Mutely, I just turned right and walked over the base and towards the side of the field. Soon enough somebody noticed and yelled “What the heck are you doing?” I couldn’t even reply. I just held my elbow in my glove and shook my head. It hurt too much to even cry (that would come soon enough). It turned out to be pulled ligaments, and that arm was in a sling for weeks, and that was the end of my baseball career. My parents got to see one pitch, one play. Thankfully, it turned out that runner was indeed out. No longer that into playing, as adolescence was coming on anyway, I did one stint as an umpire the next season. That was fascinating, but not so fun when friends gave me grief about calls they didn’t agree with. What were worse, though, were the truly Mitty-ish dads, pathetically living through their embarrassed sons, who yelled and bullied me and made fun of my slightly-lengthening hair: “I didn’t know GIRLS could umpire,” taunted one sad case. I even forfeited one game when the players intentionally kept throwing their bats while smirking at me and I borrowed a tactic from major league player and broadcaster Joe Garagiola’s famous book Baseball is a Funny Game: “If that bat hits the ground, your team loses.” Power!

That caused a near-riot and soon after I was outta there, as it just wasn’t worth the minimum wage and aggravation and paranoia - I had scary fantasies of angry dads waiting for me on the walk home after games. Maybe my big dad’s reputation in town did save me there.
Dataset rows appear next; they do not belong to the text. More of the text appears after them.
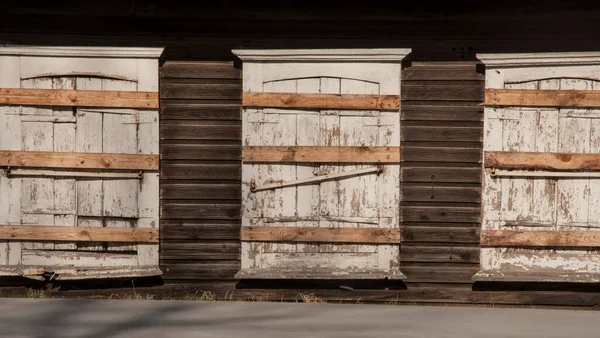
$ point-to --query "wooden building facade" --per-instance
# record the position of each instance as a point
(425, 227)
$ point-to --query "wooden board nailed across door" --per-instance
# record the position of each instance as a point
(302, 192)
(47, 196)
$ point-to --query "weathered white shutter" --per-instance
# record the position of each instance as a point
(369, 199)
(544, 204)
(53, 197)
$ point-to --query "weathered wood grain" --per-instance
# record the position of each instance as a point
(207, 91)
(78, 98)
(442, 90)
(320, 235)
(321, 101)
(542, 98)
(440, 234)
(442, 175)
(200, 70)
(540, 160)
(439, 133)
(540, 238)
(79, 234)
(321, 154)
(440, 154)
(78, 160)
(439, 113)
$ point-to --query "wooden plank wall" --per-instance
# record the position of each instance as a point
(441, 171)
(200, 167)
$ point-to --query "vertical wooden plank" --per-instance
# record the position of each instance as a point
(10, 139)
(544, 190)
(519, 131)
(120, 196)
(594, 183)
(307, 197)
(37, 197)
(279, 129)
(358, 195)
(329, 135)
(148, 143)
(574, 136)
(88, 139)
(65, 199)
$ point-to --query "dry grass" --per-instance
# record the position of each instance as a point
(310, 298)
(36, 293)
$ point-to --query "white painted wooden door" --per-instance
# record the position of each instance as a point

In any event, from then on it was just random pickup hardball and softball games, as we moved through our teens and many of my cohort evolved into drug dealers, drunks, scammers and sailors, bringing cases of beer and other bottles and all manner of illegal substances to the games but still playing seriously and with skill. That all faded away too with time, as the nearby waves and other distractions became ever more compelling.

So nowadays, especially in these trying pandemic times, I just watch ,sometimes, randomly, being, like many others in San Francisco, a fairly fair-weather fan. If I actually go to the lovely and ever more expensive and segregated waterfront park, the relentless blare of commercials and terrible songs - I mean, Journey? - and silly chatter over the overly-amplified loudspeakers mostly irritates me, as do many of my fellow fans with their ever-constant cameras and phones and blather. It seems anything resembling a quiet moment is a sin against capitalism and modern baseball, or something. On television, it’s not much different, although one can control the volume if not in a dreaded “sports bar.” The three TV and radio announcers - when I was a kid, there was only one guy announcing the Dodgers games, Vin Scully, and he was plenty - rattle off endless ridiculous statistical trivia, just because they can: “That was the sixteenth left-handed Hispanic hitter to swing at a low curve from a rookie right-hander in post-season game with two outs and a man on second and one relief pitcher warming up in the bullpen with ....” etc etc and so on, almost all of it silly and meaningless stuff, a curse of technology.

Either way, the commercials and sponsorships and so forth are in your face and hard to tune out. The players, far from being the loyal team we wish they were, are all super-highly paid businessmen raking in much more from the sponsors and others and ready to jump to the next higher-paying team at the drop of another million or so dollars. It’s just the way it is now. And yet still I’ll jump at any opportunity to show up and see it all happen, nonetheless. I mean, a man can dream.